Censura.gov
Por Jorge Carrano
São crescentes as preocupações com a liberdade de expressão. Temos acompanhado as iniciativas de alguns governos para restringir o acesso de seus cidadãos às informações contrárias aos seus interesses.
Até pouco tempo, a internet era o último refúgio para aqueles cujas vozes haviam sido caladas pela força da censura ou das armas. Infelizmente, a web tornou-se também um lugar perigoso para certas ideias.
Pela velocidade com que as informações trafegam, pode parecer que circulam livremente, mas isso não é verdade. No mundo atual ainda vigoram regimes anacrônicos e duas notícias veiculadas na semana passada ilustram o quanto a liberdade de expressão ainda é frágil.
Na Coréia do Norte, duas jornalistas americanas foram presas e condenadas a 12 anos de trabalhos forçados. Então você pensa, seriam espiãs, trabalhando disfarçadas para a CNN, Fox, ABC ou outra grande emissora americana? Não, elas trabalham para um canal de TV via web, chamado Current TV. Você nunca ouviu falar? Pois é, não me parece (ainda) uma ameaça ao país que tem o quarto maior contingente militar do mundo…
A outra notícia informa que, após a morte de Omar Bongo, “presidente” do Gabão por 42 anos (só perdia para o Fidel Castro…), o governo resolveu fechar as fronteiras, o aeroporto da capital e … o acesso à internet!
A esses exemplos, podemos somar diversas medidas já adotadas pelo presidente da Venezuela ou pelo governo chinês, para ficar nos mais conhecidos. Em todos esses casos, a censura aos meios de comunicação e aos temas considerados “tabus” atestam que as liberdades de informação e expressão estão distantes.
Vamos falar um pouco mais da China, onde 49 “blogueiros” estão hoje presos pelo Governo.
A verdadeira muralha
Quando a China foi escolhida como sede das Olimpíadas de 2008, houve grande apreensão quanto à liberdade de trabalho que os jornalistas de todo o mundo teriam. Pequim assegurou que não haveria bloqueio aos sinais de TV ou à internet.
No entanto, o acesso foi “liberado” apenas para versões em inglês de alguns sites, como o YouTube, Wikipedia e Google. As versões em chinês desses sites permaneceram inacessíveis.
O país mais populoso do mundo tem hoje 40.000 trabalhadores — funcionários do Estado — cuja tarefa é monitorar o tráfego na internet. Diversos termos são proibidos e expressões associadas ao massacre da Praça da Paz Celestial, a independência do Tibet, entre outros, não apresentam resultados de busca. Sites inteiros são simplesmente inacessíveis. Para tentar burlar alguns desses filtros, os internautas passaram a usar símbolos - como aspas, travessões e barras - mas recentemente o governo aperfeiçoou seus filtros e consegue bloquear também essas tentativas.
De olho no imenso mercado chinês, gigantes como Google e Yahoo se renderam à censura. Alegam que não podem operar no país e desobedecer suas regras. A atitude - julgue cada um como quiser - rendeu, até agora, a prisão de algumas pessoas, inclusive jornalistas. O Skype foi a última vítima, e agora toda sua comunicação é monitorada por Pequim.

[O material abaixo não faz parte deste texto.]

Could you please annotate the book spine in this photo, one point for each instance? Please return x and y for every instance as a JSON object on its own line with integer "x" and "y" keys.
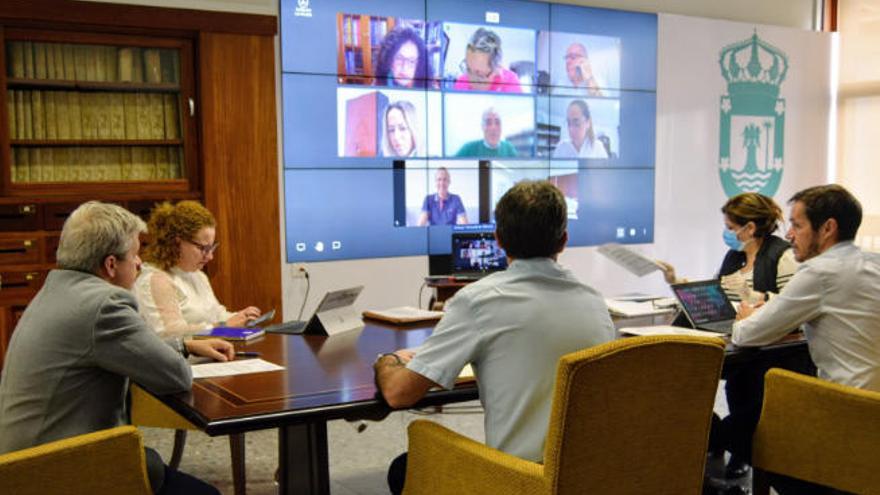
{"x": 17, "y": 59}
{"x": 104, "y": 129}
{"x": 75, "y": 109}
{"x": 39, "y": 60}
{"x": 172, "y": 118}
{"x": 61, "y": 162}
{"x": 152, "y": 66}
{"x": 28, "y": 52}
{"x": 69, "y": 62}
{"x": 124, "y": 64}
{"x": 58, "y": 55}
{"x": 129, "y": 104}
{"x": 11, "y": 112}
{"x": 111, "y": 61}
{"x": 50, "y": 60}
{"x": 38, "y": 117}
{"x": 117, "y": 116}
{"x": 62, "y": 113}
{"x": 51, "y": 115}
{"x": 157, "y": 116}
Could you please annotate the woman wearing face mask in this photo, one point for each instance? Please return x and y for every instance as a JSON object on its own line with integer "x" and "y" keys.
{"x": 757, "y": 267}
{"x": 759, "y": 263}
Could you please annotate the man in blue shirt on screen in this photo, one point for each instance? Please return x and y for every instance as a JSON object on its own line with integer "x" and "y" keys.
{"x": 512, "y": 327}
{"x": 491, "y": 145}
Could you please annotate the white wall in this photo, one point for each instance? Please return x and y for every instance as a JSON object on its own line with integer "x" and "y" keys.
{"x": 396, "y": 281}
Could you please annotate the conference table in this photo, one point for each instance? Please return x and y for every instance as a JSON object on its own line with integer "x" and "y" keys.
{"x": 327, "y": 378}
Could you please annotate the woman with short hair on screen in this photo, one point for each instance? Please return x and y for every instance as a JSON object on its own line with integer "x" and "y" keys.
{"x": 481, "y": 68}
{"x": 173, "y": 293}
{"x": 581, "y": 142}
{"x": 402, "y": 60}
{"x": 442, "y": 207}
{"x": 401, "y": 130}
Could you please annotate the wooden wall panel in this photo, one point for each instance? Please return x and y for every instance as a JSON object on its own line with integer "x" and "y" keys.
{"x": 240, "y": 166}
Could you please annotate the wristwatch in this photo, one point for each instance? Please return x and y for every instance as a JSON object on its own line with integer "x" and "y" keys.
{"x": 396, "y": 357}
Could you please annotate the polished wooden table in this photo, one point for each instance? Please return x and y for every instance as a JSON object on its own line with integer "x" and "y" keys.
{"x": 328, "y": 378}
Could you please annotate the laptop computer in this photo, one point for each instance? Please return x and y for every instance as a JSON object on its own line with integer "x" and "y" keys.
{"x": 706, "y": 306}
{"x": 475, "y": 255}
{"x": 334, "y": 301}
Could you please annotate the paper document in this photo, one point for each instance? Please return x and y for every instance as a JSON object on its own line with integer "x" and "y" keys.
{"x": 632, "y": 308}
{"x": 669, "y": 330}
{"x": 404, "y": 314}
{"x": 634, "y": 262}
{"x": 237, "y": 367}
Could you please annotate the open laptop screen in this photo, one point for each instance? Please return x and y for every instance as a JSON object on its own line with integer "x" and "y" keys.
{"x": 705, "y": 301}
{"x": 476, "y": 252}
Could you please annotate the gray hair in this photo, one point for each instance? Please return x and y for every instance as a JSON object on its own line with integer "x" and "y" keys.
{"x": 486, "y": 41}
{"x": 94, "y": 231}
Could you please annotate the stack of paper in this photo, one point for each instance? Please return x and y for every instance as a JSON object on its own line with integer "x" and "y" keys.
{"x": 237, "y": 367}
{"x": 404, "y": 314}
{"x": 633, "y": 261}
{"x": 631, "y": 309}
{"x": 669, "y": 330}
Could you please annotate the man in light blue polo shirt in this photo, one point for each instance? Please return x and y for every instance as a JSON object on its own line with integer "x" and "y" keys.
{"x": 512, "y": 327}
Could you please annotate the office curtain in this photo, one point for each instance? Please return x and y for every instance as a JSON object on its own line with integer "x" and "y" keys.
{"x": 858, "y": 115}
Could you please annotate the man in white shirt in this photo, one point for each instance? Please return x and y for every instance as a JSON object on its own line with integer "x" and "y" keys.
{"x": 833, "y": 295}
{"x": 512, "y": 327}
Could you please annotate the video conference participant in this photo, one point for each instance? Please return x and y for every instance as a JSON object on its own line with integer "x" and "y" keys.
{"x": 81, "y": 340}
{"x": 582, "y": 142}
{"x": 481, "y": 68}
{"x": 833, "y": 296}
{"x": 491, "y": 145}
{"x": 402, "y": 60}
{"x": 173, "y": 292}
{"x": 580, "y": 70}
{"x": 401, "y": 130}
{"x": 513, "y": 326}
{"x": 442, "y": 207}
{"x": 757, "y": 266}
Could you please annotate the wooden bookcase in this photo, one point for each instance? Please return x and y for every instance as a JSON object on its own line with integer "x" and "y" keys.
{"x": 135, "y": 105}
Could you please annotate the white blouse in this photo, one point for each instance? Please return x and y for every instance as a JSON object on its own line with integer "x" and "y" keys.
{"x": 176, "y": 302}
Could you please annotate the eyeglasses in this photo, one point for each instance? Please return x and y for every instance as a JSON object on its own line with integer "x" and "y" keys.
{"x": 206, "y": 249}
{"x": 406, "y": 62}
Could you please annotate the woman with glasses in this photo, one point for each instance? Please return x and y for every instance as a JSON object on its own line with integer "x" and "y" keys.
{"x": 400, "y": 130}
{"x": 173, "y": 292}
{"x": 402, "y": 60}
{"x": 481, "y": 68}
{"x": 582, "y": 142}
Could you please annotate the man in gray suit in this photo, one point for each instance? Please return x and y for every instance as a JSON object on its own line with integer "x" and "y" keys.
{"x": 81, "y": 340}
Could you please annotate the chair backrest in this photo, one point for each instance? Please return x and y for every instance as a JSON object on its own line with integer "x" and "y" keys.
{"x": 818, "y": 431}
{"x": 632, "y": 416}
{"x": 104, "y": 462}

Mas a censura por lá não se restringe aos temas políticos. Quando houve a denúncia de leite em pó contaminado por melamina na fábrica de Sanlu, em setembro de 2008, um jornalista da revistas Nanfang Zhoumo (algo como “Semanário do Sul”) disse que os fatos já eram de seu conhecimento - e das autoridades - desde o início de julho daquele ano (portanto, quase 3 meses antes), mas que havia sido proibido de divulgá-los. Consequência da censura: 300 mil crianças contaminadas, com pelo menos seis mortes confirmadas.
Tudo isso para não “contaminar” a imagem do país durante as Olimpíadas.
A censura é a verdadeira muralha da China.